Мы тупо кивнули. Она снова заходила по комнате.
— Запомните: нет такой силы, которая способна снять кармический крест. Если он появился у человека, то исчезнет уже только вместе с ним самим, то есть когда сбудется предначертание и этого человека не станет. Мне больно об этом говорить вам, но вы сами пришли, а моя душа открыта для друзей. Я могла бы вам наврать с три короба, но Родиона это все равно бы не спасло: чему быть, того не миновать. А так хоть попрощаетесь с ещё живым — такая возможность не у всех бывает. Не расстраивайтесь сильно, все там будем. — Она вздохнула, подошла к секретеру в стенке, открыла его, достала бутылку коньяка, три рюмки и поставила все это на столик.

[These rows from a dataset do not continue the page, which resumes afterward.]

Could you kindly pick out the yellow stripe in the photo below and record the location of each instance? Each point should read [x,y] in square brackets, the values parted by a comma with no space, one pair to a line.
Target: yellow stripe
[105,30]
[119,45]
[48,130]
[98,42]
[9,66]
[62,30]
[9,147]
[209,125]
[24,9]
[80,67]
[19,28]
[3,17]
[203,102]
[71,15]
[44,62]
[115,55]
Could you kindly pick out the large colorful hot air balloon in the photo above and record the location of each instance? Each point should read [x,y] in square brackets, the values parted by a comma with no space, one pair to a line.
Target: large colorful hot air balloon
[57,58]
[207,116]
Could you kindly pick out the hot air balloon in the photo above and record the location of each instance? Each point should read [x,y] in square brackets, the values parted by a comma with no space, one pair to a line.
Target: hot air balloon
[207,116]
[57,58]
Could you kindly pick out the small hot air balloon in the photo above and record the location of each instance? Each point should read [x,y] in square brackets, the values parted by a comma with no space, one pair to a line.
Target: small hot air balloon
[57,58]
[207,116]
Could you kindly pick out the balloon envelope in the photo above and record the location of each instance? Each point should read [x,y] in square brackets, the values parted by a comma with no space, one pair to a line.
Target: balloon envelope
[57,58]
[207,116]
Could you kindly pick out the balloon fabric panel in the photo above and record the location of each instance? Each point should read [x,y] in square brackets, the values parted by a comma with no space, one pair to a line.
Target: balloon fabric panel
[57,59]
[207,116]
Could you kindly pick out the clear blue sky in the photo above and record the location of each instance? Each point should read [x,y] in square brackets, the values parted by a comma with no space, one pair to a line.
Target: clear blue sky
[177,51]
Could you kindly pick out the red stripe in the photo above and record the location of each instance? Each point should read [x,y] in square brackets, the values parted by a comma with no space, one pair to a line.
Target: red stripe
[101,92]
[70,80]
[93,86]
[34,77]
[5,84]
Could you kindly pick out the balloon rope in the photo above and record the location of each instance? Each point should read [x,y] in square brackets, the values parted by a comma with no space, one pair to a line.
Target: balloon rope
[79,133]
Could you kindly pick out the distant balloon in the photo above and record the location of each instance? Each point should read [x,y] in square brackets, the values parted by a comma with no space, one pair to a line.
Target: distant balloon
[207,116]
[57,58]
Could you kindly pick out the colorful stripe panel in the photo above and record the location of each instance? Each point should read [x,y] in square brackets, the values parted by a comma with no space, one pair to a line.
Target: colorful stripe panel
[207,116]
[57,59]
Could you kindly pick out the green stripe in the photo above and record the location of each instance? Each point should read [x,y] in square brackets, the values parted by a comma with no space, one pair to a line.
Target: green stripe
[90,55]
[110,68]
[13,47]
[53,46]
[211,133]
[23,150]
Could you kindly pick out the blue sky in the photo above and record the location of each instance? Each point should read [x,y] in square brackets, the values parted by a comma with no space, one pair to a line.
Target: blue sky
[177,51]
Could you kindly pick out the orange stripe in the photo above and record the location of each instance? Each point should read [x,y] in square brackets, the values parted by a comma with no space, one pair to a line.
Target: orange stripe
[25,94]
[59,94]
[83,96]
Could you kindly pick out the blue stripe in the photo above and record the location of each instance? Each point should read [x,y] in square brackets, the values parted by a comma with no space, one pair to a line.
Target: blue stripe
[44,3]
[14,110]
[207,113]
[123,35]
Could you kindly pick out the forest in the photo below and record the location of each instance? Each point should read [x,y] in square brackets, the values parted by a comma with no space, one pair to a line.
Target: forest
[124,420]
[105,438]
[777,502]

— Ну, давайте тяпнем за упокой, что ли? Мы, уже не соображая, что делаем, молча тяпнули по рюмке, не чокаясь, помянув светлую душу обречённого раба Божьего Родиона, и не успели поставить рюмки на место, как в дверь громко позвонили.
— Ой, клиенты пришли! — возвестила Меланья, засуетившись и убирая бутылку. — Все, подружки, пока. Потом расскажете, как все случилось. Не знаю, смогу ли на похороны прийти, но цветы пришлю обязательно…
Она выпроводила нас в прихожую, открыла дверь и только что не выпихнула на площадку, где уже стоял улыбающийся клиент — цветущий рослый красавец лет двадцати. Бедняга ещё не знал, что его ждёт…
В полном молчании мы доехали до офиса, вышли из машины и, боясь взглянуть друг другу в глаза, вошли в башню, открыв её своим ключом. Дверь кабинета была распахнута настежь. Родион сидел за своим столом и хмуро рассматривал нашу записку. Увидев его непривычно бледное лицо, я сразу поняла, что предсказание Меланьи — чистая правда. То, что он был ещё жив, являлось, очевидно, простой случайностью. Смерть должна была настичь его с минуты на минуту. Услышав шум, он поднял глаза, криво усмехнулся и уже почти безжизненным, как мне показалось, голосом проговорил:
— Мария, зайди ко мне… Пожалуйста. Мы с Валентиной переглянулись, у неё в глазах мелькнули слезы, а я пошла к боссу в кабинет, чувствуя слабость в ногах и комок в горле.